Former Suffolk student creates effective ticketing website

Journal Staff

Christian Galvin is the ticketing filter of Boston. With the start of his company, Galvin connects sellers of sporting, concert, and event tickets to anyone wishing to buy. What’s the catch? Absolutely nothing, the service is free.

“The genesis of it was really just a hobby. I’m a Red Sox season tickets holder. I’ve been a holder since 2001,” said Galvin. “They play 81 home games and it’s impossible to go to 81 home games. I had to get rid of tickets somehow.”

Galvin, a former Suffolk student, runs, a website completely devoted to finding tickets at base price or cheaper and connecting those sellers with consumers. In emails, Galvin sends out the top ticket deals for the Bruins, Red Sox, Patriots, Celtics, concerts, and events happening throughout Boston.

“I’m a conduit. I don’t view myself as a person who sells tickets. I’m the middleman, who connects the seller and the buyer. What I do is provide as much information as possible,” said Galvin. “I’m Craigslist with a filter. I get tickets from three buckets. I have a network of season ticket holders, I probably spend two to three hours on Craigslist, and then I work with local ticket brokers who have excess tickets. The lists I end up producing are only face-value or below priced tickets. I want to find the best five to 10 deals everyday and put them in your inbox.”

Galvin started working with web businesses when he attended Suffolk. After being approached by a few friends with a real estate idea, he left school to make it in the business world.

“This was during the first ‘dot com’ phase. It was like the Wild West. Everyone had these business plans on napkins and they were passing ideas around trying to get them funded,” said Galvin. “A friend of mine had money behind his idea, so I said, ‘what the hell, let’s do it’. It was a fun time.”

After four years, things fell through and Galvin and his friends parted ways to make their own paths. Eventually it occurred to Galvin to create The website is free to join, connected with social media and a complete one-man-show.

“Selling things has never been a problem for me,” said Galvin. “I thought I could generate revenue by getting enough people on my daily email lists and then sell sponsorships to local businesses, product services, basically anyone that wants to put their item in front of a Boston-based sports fan generated audience. That’s the only way I generate money right now, through email sponsorships.”
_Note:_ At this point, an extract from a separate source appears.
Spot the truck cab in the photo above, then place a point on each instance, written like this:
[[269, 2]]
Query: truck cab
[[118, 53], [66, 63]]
Galvin doesn’t make any money from the actual selling and buying of tickets through his website. The sponsorships completely fund his activities and make it what it is. After receiving a sponsorship, Galvin pitches the product from the company in the beginning of his emails with ticket listings.

“I was a journalism major at Suffolk. I like writing. It’s sort of the creative side of me. If you were to ask me what my favorite part of this job is, literally it’s sitting down and writing this four line sales pitch on that daily sponsor,” said Galvin.

But all the searching through Craigslist would raise concerns of scams and fake deals. Galvin said no one has yet been scammed through his listings. After doing the job for 10 months, he’s gotten the eye for fakes.

“Knock on wood, I have yet to hear back from a TixList subscriber saying, ‘Hey Christian, I just met someone through the list and it was a scam. After time, I’ve been able to sniff out [bad listings]. If it looks funny, and if it smells funny, it probably is funny.”

Starting out, Galvin’s first email of listings had 25 people on the other end. He informed the Journal that the yesterday’s email contained over 2,500 email addresses. With TixList growing as a successful website, Galvin has more plans in store. Currently, he’s working on a book, which he hopes to release in the beginning of 2011.

“It’s going to be called Fenway My Way, a season ticket holder’s guide to doing Fenway the right way,” said Galvin. The book will contain information from best places to sit in Fenway all the way to best parking places or places to visit after the game.

Galvin hopes, with the growth of his company, to expand to other cities. “I see myself doing TixList in New York, TixList in Philadelphia, TixList in Chicago, TixList in Dallas. My eventual, long term vision is to have 50,000 subscribers in Boston, 50,000 in New York, 50,000 across every city.”

Galvin’s idea of connecting buyers to sellers in Boston is picking up and picking up quickly.  “What I do isn’t rocket science, but there’s a lot of time in it. I’m saving people [time],” said Galvin. “Who wants to spend two or three hours looking through postings? No one.”